Another surprising observation from this study was the effect of probiotic supplementation on the composition of shrimp gut bacterial communities. Indeed, SD_Shr-00097 was found in highest abundance in the absence of probiotic treatment (SIS line), while SD_Shr-00010 showed its highest abundance in samples from probiotic supplemented tanks. Probiotic supplementation is a common practice in indoor shrimp aquaculture as a source of microorganisms, i.e., as a means to mimic natural aquatic systems that harbor beneficial bacteria, such as the genera Lactobacillus, Streptococcus, and Bacillus, in sediments and water [10]. Some studies have reported that stress can reduce growth of these bacteria and other natural microbiota, allowing uncontrolled growth of pathogenic bacteria and eventually disease [12]. As Pediococcus, Lactobacillus, and Bacillus-affiliated OTUs were found in only very low abundance or were undetectable in the gut of probiotic supplemented shrimp, bacterial species from the commercial probiotic formulation did not appear to efficiently colonize the shrimp gut in this study. However, their presence or absence did impact the development of gut bacterial communities. While future investigations will be necessary to uncover the mechanisms involved, it could be hypothesized that, even if probiotic bacterial species do not become established in high density in the gut of exposed shrimp, they produce metabolites that favor the establishment of certain bacterial species or OTUs over others.

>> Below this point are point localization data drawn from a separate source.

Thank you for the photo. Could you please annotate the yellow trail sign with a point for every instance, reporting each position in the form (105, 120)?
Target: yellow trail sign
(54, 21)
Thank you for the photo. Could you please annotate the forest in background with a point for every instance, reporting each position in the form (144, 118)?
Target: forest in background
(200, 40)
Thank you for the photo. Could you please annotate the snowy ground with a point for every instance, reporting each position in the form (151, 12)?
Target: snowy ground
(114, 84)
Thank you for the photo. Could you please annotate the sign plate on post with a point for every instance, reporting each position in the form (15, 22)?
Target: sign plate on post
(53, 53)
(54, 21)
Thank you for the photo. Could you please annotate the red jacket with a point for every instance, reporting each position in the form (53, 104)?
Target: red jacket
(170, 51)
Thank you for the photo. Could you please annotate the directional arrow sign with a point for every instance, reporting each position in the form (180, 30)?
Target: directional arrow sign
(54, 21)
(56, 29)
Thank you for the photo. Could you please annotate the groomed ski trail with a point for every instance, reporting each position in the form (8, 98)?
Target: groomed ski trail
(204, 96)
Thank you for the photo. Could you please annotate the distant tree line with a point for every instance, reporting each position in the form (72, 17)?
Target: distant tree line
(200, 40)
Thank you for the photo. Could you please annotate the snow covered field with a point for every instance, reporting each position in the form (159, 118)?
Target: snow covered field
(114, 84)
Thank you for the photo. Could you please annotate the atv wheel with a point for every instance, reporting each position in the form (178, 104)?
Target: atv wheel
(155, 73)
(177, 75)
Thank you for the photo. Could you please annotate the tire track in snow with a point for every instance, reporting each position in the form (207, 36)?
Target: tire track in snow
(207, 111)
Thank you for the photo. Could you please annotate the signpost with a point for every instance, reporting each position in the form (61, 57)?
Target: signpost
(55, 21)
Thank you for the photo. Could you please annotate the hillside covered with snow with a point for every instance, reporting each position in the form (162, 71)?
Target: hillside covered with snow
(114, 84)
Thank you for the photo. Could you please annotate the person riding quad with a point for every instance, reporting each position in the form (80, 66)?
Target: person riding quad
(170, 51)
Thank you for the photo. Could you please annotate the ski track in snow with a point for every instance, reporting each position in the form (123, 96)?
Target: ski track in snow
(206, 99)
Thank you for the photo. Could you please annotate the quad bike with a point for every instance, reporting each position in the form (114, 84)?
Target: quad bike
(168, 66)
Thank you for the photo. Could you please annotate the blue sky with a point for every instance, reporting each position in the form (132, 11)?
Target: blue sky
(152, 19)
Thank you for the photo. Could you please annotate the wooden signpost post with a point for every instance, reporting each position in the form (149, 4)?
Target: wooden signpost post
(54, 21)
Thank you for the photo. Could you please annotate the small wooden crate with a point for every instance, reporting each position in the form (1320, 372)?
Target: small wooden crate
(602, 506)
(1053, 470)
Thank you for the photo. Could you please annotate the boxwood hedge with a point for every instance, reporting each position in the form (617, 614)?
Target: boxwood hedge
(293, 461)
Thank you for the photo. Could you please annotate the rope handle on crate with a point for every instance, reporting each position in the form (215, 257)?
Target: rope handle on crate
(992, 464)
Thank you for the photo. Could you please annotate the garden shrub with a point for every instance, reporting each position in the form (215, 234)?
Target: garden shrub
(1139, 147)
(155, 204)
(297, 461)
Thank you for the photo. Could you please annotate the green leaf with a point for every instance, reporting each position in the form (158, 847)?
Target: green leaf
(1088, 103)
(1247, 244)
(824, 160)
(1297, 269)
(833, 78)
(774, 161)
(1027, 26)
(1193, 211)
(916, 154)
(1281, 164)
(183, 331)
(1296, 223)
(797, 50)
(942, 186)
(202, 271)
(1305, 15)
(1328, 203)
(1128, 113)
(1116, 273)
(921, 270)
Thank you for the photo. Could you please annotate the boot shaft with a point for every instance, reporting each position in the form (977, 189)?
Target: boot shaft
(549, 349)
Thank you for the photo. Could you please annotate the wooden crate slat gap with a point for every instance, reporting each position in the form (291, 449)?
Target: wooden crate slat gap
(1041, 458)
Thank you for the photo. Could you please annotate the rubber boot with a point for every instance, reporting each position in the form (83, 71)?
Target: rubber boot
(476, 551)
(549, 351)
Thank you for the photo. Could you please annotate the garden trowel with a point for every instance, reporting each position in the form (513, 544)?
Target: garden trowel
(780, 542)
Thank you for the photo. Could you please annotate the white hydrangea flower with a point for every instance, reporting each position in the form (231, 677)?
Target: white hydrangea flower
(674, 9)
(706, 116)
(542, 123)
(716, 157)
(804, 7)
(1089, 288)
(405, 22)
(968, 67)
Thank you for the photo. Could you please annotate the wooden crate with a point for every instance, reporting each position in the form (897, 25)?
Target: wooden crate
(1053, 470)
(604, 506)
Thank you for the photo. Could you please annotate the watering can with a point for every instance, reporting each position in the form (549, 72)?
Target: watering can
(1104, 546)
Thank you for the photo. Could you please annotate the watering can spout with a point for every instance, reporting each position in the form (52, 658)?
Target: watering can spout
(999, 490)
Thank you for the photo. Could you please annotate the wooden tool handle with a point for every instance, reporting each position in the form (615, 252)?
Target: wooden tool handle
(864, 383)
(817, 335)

Opportunistic pathogens tend to always be present in the gut of healthy animals in low abundance. They remain benign under normal conditions [13], with disease occurring when conditions such as accumulating stress or poor diets favor their proliferation. In shrimp, the most common pathogens belong to the family Enterobacteriaceae; these include species of the genera Pseudomonas, Flavobacterium, Escherichia, Aeromonas, Vibrio, Rickettsia, Shewanella, and Desulfovibrio [9]. Of these genera, only Vibrio was identified in this study. Intriguingly, not only were Vibrio-related sequence reads very abundant across all experimental groups, their two most abundant OTUs were most closely related to Vibrio alginolyticus (SD_Shr-00004) and Vibrio shilonii (SD_Shr-00010). Both species are known to cause disease in shrimp, with V. alginolyticus thought to be more pathogenic by resulting in failure to thrive and ultimately death of infected hosts, while V. shilonii infection is more likely to cause tissue damage and reduced weight gain [33]. Interestingly, SD_Shr-00004 had previously been identified by our group as prominent in outdoor systems while found in very low abundance in indoor-aquaculture raised shrimp, which had suggested that husbandry practices may play an important role in controlling the abundance of this OTU [32]. However, SD_Shr-00004 was found in much higher abundance in this study. Intriguingly, the highest levels were observed in the SIS genetic line, which has been bred for disease resistance, and not the OI genetic line, which was bred for growth. Similarly, SD_Shr-00010 was found in high abundance in both genetic lines, with no statistically supported differences between them. These observations suggest that these OTUs may not correspond to a pathogenic strain of their respective closest relatives.

Together, the results presented in this report suggest that host genetic background and the use of probiotics can affect the gut bacterial composition of aquaculture-raised whiteleg shrimp. They further indicate that development of strategies to effectively manipulate the microbiome of this important seafood will need to take into consideration the genetic background of the various lines used in aquaculture production.